This classic New Orleans dish, circa 1899, gets a fresh spin with tarragon and shallots replacing the usual parsley and garlic. It gets its New England accent from a topping of buttery Ritz cracker crumbs (whose predecessor was invented in Newburyport, Massachusetts). To save time, ask your fishmonger to shuck the oysters, but be sure to save their precious liquor (juices).
Preheat oven to 425°. Line a baking sheet with an extra-long piece of aluminum foil; then bunch the foil up in spots to create 20 small wells, which will hold the oysters and keep them upright.
Make the topping: In a medium-size bowl, stir together crushed crackers and 4 tablespoons melted butter. Set aside.

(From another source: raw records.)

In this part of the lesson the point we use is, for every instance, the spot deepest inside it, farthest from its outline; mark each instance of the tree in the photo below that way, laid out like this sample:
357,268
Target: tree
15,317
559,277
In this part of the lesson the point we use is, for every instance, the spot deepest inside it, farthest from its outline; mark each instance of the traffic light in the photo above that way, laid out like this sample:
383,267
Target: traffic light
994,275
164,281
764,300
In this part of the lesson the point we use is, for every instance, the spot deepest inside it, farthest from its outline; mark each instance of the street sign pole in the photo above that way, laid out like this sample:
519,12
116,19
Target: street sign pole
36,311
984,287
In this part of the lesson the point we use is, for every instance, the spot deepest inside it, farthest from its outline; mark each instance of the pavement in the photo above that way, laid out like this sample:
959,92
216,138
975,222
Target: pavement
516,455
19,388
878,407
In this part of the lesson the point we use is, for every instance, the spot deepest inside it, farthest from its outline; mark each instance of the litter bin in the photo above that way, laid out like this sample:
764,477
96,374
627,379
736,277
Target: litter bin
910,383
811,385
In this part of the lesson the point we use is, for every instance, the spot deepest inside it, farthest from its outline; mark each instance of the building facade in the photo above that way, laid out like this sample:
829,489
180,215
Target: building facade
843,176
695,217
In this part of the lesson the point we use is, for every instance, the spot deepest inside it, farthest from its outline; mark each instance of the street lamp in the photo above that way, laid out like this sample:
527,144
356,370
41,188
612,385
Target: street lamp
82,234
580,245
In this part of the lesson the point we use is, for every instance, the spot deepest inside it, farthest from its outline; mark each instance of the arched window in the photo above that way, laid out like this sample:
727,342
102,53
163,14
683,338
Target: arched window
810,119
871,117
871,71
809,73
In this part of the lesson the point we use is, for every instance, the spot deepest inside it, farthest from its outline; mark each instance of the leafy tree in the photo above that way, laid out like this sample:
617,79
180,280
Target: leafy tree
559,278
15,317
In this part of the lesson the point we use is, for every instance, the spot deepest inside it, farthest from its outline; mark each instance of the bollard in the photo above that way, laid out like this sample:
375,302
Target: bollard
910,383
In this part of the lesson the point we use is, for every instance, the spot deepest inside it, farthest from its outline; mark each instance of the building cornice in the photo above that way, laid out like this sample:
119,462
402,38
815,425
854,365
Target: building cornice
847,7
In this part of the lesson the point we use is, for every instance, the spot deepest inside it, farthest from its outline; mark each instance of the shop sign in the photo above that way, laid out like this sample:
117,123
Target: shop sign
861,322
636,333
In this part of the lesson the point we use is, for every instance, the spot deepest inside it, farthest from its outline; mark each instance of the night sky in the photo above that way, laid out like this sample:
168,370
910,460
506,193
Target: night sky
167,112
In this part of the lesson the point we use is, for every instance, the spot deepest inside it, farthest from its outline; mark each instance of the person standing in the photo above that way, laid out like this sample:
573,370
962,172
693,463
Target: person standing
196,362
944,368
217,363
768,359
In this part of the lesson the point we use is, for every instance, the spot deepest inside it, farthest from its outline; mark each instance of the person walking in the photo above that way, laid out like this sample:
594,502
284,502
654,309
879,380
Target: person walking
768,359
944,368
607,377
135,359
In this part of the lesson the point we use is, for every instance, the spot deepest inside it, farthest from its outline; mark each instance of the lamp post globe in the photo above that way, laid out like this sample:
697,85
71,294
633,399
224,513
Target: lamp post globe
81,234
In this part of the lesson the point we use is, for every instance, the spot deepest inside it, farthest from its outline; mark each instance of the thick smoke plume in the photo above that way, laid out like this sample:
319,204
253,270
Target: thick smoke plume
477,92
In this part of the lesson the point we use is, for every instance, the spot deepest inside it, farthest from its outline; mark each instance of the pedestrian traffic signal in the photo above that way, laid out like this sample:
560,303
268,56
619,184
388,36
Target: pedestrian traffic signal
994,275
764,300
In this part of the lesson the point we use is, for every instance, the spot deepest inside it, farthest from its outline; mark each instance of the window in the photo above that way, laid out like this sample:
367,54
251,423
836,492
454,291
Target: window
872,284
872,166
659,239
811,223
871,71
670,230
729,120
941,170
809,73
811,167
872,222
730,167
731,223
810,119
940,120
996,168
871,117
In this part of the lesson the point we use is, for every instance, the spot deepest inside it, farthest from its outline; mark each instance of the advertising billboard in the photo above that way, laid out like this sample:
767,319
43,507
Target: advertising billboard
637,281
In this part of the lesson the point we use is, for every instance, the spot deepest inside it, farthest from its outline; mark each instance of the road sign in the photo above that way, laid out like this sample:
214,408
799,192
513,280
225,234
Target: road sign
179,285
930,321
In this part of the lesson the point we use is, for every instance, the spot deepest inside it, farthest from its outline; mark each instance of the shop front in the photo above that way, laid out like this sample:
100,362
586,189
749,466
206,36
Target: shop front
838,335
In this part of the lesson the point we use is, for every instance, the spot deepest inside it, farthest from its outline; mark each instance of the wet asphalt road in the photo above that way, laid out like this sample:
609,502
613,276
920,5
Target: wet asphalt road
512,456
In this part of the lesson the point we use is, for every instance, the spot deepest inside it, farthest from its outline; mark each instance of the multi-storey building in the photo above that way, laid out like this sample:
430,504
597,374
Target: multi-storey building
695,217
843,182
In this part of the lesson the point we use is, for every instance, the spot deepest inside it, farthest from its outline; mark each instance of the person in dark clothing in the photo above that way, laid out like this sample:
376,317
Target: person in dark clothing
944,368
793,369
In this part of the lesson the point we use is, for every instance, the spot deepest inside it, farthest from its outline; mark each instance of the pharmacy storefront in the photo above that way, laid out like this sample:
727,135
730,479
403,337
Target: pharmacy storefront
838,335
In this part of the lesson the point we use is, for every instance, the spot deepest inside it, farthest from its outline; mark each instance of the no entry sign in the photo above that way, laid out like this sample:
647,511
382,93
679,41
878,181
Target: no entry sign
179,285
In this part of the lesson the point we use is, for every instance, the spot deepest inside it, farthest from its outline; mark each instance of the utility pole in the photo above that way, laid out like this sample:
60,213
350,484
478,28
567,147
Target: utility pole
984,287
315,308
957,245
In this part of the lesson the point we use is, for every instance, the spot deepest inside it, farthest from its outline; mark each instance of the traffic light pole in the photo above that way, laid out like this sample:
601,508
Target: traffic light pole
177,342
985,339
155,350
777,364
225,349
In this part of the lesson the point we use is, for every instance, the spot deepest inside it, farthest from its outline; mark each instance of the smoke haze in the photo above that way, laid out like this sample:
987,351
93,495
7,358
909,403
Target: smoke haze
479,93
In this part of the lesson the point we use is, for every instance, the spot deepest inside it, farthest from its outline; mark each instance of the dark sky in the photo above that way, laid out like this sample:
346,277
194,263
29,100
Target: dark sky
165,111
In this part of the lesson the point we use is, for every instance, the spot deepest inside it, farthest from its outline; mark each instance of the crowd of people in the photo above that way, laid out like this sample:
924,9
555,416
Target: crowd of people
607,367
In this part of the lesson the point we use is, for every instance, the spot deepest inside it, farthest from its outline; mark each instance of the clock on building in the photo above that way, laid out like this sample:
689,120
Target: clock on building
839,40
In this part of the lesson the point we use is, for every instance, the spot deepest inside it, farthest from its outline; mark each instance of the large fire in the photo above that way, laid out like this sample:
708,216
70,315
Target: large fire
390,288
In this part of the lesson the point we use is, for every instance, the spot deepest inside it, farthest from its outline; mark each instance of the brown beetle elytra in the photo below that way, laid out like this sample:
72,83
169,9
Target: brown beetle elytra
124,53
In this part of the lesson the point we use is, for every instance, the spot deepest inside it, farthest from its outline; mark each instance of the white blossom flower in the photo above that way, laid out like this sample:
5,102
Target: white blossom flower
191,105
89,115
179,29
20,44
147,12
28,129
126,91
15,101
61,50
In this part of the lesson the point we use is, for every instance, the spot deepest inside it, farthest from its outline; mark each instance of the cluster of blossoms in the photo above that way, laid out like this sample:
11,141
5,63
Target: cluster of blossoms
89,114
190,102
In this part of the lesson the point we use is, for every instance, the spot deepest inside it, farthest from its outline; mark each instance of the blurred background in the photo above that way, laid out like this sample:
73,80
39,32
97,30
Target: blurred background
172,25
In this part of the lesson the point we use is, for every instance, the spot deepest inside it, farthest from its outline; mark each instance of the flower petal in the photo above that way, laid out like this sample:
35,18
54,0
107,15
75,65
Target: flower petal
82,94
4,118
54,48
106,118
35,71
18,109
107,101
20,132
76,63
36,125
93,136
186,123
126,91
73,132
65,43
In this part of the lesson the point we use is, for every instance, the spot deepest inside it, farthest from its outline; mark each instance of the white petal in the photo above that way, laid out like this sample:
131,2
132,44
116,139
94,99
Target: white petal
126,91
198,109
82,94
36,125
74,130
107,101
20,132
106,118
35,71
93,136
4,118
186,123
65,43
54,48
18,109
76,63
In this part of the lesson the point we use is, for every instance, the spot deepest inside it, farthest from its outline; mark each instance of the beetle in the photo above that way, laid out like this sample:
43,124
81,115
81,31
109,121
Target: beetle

In a medium-size saucepan over medium-high heat, melt 2 tablespoons butter. Add shallots and cook until translucent, about 4 minutes. Remove pan from heat and add Pernod. Return pan to heat and bring liquid to a simmer. Once simmering, remove pan from heat again and use a match to ignite the liquid, letting the alcohol burn off for 10 to 15 seconds (the flames will subside on their own).
Add cream and tarragon, bring to a simmer, and cook until reduced by half, about 10 minutes. Add spinach and cook, stirring, until wilted. Remove pan from heat, stir in cheese, and let stand until cool.
Meanwhile, shuck oysters, preserving their liquor (juices) in the shells. Nestle shells in foil on prepared baking sheet. Add 1 tablespoon sauce to each oyster and sprinkle with 1 tablespoon cracker mixture.
Bake until sauce is bubbling and topping is golden brown, about 5 minutes. Season with salt and pepper to taste.